Şiirin tanımı oldukça güçtür. Böyle çerçeveli bir tanım yapmak çok doğru değil. Şiirin tanımı binlerce kez çeşitli insanlar tarafından yapılmıştır. Biz de bir tanım yapabiliriz. Bin tane tanım getirilebilir şiirle ilgili. Ama şiir hayata benzer. Ben kırk yıldır şiir yazıyorum, ama yeni bir şiir yazdığımda sanki yeni bir şey bulmuş gibi oluyorum. Eğer aşk ve sevgi yoksa şiiri oluşturmak mümkün değil. Biz öteden beri Kürt şiirine bir şekil, bir çerçeve oluşturmak istedik. Kürt şiirine bir çehre yaratma arayışındayız. Ve bu arayışımız hâlâ sürüyor. Türkiye ve Suriye’de Kürt dilinin yasaklı olması nedeniyle Kürt edebiyatının ve şiirinin gelişmesi de engellendi. Bir memlekette bir dil yasaklıysa insanın kendi dilinde şiir yazması ve şiirini, edebiyatını geliştirmesi de güçtür. Bu anlamıyla Kuzey Kürdistan’da Kürt dili uzun yıllar yok sayıldığı ve yasaklı bir dil olduğu için Güney’e oranla daha geri bir şiir süreci var denilebilir. Güney’de bu süreç yaşanmadığı için şiir ve edebiyat alanında önemli gelişmeler sağlandı. Suriye Kürtleri Arapça yazmak durumunda kaldı. Kuzey’deki Kürt şairleri de Türkçe yazmak zorunda kaldı. Yine İran Kürtleri Farsça yazmak zorunda kaldı. Birçok Kürt yazar Türkçe ve Arapça yazmak zorunda kaldı. Yoksa Ahmet Arif ve Yaşar Kemal gibi yazarlar dil yasaklı olmasaydı belki kendi dillerinde, Kürtçe yazabileceklerdi. Yine Suriye’de, örneğin Selim Bereket Arapça yazmak zorunda kalmayacaktı. Dilin yasak olması şairleri o ülkenin diliyle yazmaya zorladı. Özgürlük, edebiyat ve şiirin soluğudur. Eğer o özgürlüğü yakalayamazsanız o havayı soluyamazsınız.

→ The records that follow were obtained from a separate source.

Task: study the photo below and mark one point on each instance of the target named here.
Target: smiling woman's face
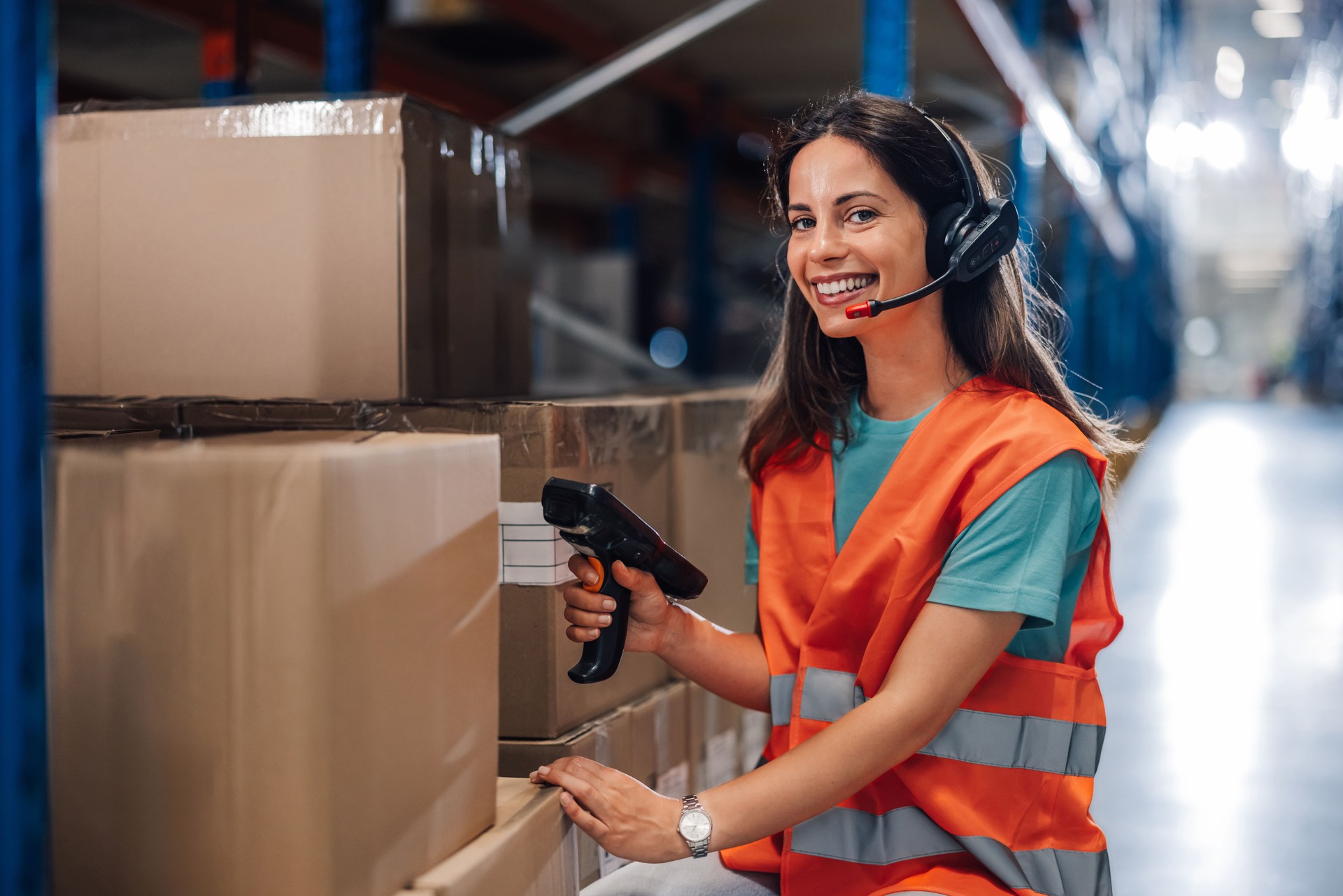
(855, 236)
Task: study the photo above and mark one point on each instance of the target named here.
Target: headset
(965, 238)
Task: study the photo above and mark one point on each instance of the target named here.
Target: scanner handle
(602, 657)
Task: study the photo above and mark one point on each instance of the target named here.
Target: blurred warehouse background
(1179, 171)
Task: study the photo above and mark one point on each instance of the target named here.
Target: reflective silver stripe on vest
(1056, 872)
(1020, 742)
(781, 697)
(979, 738)
(826, 693)
(855, 836)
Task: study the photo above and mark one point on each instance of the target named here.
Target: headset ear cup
(937, 252)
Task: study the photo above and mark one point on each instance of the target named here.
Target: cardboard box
(753, 735)
(648, 739)
(97, 413)
(715, 739)
(622, 443)
(311, 249)
(709, 500)
(661, 739)
(104, 436)
(531, 851)
(271, 661)
(607, 739)
(223, 417)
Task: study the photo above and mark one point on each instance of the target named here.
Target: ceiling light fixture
(1271, 23)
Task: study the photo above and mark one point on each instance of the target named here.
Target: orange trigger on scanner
(601, 575)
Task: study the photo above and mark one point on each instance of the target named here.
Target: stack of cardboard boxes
(311, 645)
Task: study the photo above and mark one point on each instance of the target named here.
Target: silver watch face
(695, 827)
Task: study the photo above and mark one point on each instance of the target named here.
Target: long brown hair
(998, 324)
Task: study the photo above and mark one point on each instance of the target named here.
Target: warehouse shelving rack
(24, 92)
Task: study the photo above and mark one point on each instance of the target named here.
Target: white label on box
(720, 758)
(610, 862)
(674, 781)
(531, 550)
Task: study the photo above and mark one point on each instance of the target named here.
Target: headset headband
(969, 183)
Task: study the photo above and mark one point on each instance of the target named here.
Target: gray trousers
(684, 878)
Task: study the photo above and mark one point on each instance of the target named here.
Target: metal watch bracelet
(700, 848)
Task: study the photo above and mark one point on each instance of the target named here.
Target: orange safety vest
(998, 802)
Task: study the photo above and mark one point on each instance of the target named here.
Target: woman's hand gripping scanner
(617, 546)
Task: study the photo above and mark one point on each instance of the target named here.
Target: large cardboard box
(715, 739)
(648, 739)
(709, 499)
(271, 661)
(623, 443)
(531, 851)
(607, 739)
(311, 249)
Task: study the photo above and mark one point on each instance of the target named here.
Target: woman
(932, 570)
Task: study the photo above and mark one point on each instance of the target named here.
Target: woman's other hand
(618, 811)
(588, 611)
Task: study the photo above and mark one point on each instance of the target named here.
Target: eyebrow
(841, 201)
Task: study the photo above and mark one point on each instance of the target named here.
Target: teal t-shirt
(1026, 553)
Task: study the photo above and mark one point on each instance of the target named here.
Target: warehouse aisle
(1223, 757)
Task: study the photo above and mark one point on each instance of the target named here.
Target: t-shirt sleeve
(1014, 557)
(753, 551)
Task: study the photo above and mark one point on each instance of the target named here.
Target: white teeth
(849, 284)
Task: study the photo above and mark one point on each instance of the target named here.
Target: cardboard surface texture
(715, 739)
(709, 502)
(648, 739)
(622, 443)
(531, 851)
(309, 249)
(271, 662)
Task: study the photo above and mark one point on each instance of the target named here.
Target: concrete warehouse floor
(1221, 770)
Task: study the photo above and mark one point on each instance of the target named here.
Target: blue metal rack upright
(350, 46)
(24, 101)
(886, 48)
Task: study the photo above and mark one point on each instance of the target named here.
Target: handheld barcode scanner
(598, 525)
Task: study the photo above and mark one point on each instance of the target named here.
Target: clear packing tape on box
(410, 280)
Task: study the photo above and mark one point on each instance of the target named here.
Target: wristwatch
(695, 827)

Günümüzde İran, Suriye ve Türkiye’de yazılan ve modern olarak ifade edilen şiiri nasıl değerlendiriyorsunuz? Kürt şiirinde bir modernleşmeden bahsedebilir miyiz?
Modern şiirden söz ediyorsak, bir kere şiir 3 önemli şeye ihtiyaç duyar. Birincisi şairde bir yaratıcılık cevheri olmalı. İkincisi bir duyarlılık içinde olması lazım. Üçüncüsü ise deneyimdir. Dünyadaki gelişmelerden önemli deneyimler elde etmiş olmak gerekir. Böyle bir olgunluk olursa iyi şiir yazma olanağı yakalanabilir. Güney’de daha modern bir şiirden bahsetmek mümkündür. Çünkü orada dil bir baskıya ve kesintiye uğramadı. Avrupa’da edebiyat alanında yaşanan gelişmeler anında etkisini, yankısını Güney’de buldu. Bu anlamda Türkiye’deki Kürt şiirinde daha önemli gelişmeler yaşandığından söz edebiliriz. Modern şiir demekle bir şiir modern olmuyor. Birçok şair modern şiir yazdığını söyleyebilir, ama onun şiirlerinin içeriğine bakmak gerekir. Modern şiirin farklı ölçütleri vardır. Dilin yasaklı olması ve Kürtlerin parçalı yaşamaları politik bir dezavantaj olsa da, biz aslında bundan iyi bir avantaj olarak da söz edebiliriz. Çünkü farklı kültürleri tanıma imkanımız oldu. Kürtler ve Kürt edebiyatçıları, şairleri, Türkiye, İran, Suriye ve Irak kültüründen, dilinden, edebiyatından, şiirinden önemli deneyimler elde etmişlerdir. Bu kültürleri tanıma şansı yakalamışlardır. Biz Kürtler bu üç ayrı kültürü tanıma şansı yakaladık ister istemez. Bu bir avantaj gibi de görülebilir.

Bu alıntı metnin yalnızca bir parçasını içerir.